The 'Red Centre' of Australia is, in my opinion, one of the most underrated places in this country. People frequently hop on planes to Cairns, Melbourne or Perth but rarely do I see Australians travelling to Uluru. Maybe it's because I hang around hardcore city dwellers.
Uluru (or Ayers Rock) is situated in the Northern Territory away from the chaotic screams of the major cities. I previously never got the hype of the big red rock until I laid my own eyes on it - indeed it was awe-inspiring ... majestic. Probably the least commercial place I have ever been to, everything there oozes a quiet spirituality. At home, I would have never hesitated to suffocate the nearest creepy crawly with my deodorant. But here, I do not dare to kill a fly (although they are a pain in the backside when they swarm around your eyeballs).
On top of that, the stars seemed to have aligned on this trip - Valentines Day, Chinese Valentines day, full moon on the lunar calendar and sensational weather. Coincidence or fate? Either way, we were very blessed.

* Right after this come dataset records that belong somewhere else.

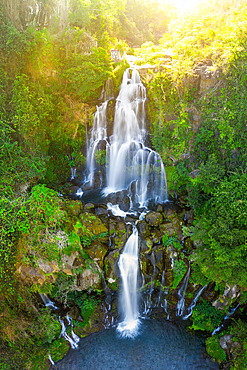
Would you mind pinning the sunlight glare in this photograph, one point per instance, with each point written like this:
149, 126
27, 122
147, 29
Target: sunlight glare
185, 5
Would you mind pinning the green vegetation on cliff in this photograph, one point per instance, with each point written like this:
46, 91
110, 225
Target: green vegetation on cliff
53, 65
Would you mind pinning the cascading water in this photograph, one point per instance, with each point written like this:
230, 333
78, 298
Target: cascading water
127, 159
98, 138
181, 294
128, 266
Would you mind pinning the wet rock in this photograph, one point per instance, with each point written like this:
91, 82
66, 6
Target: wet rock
145, 245
88, 207
92, 223
189, 217
156, 236
159, 208
111, 265
74, 208
100, 210
154, 219
143, 228
226, 342
87, 279
30, 275
75, 313
167, 229
227, 298
97, 252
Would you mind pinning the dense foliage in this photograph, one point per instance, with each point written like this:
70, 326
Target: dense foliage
54, 62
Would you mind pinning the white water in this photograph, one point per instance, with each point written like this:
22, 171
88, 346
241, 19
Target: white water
127, 158
98, 135
181, 294
128, 265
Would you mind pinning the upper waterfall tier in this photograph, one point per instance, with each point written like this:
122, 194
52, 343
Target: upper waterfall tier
128, 162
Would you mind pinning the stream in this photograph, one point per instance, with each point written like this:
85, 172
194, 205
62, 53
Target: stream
160, 345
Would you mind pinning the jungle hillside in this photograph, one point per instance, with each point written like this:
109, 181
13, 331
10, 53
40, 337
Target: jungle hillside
55, 61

The Indigenous Australians believe in sustainable living, in other words, surviving off the land for food, water and shelter. According to their traditional stories (the Mala story in particular), every crevice, cave and waterhole which make up Uluru was created for a reason. Every game they kill, plant they pick and seeds they sow serve a particular purpose. Because of this cultural relevance, my fellow travelers and I had to be extra careful about where we tread, what we collect and even the whereabouts to take our shameless selfies.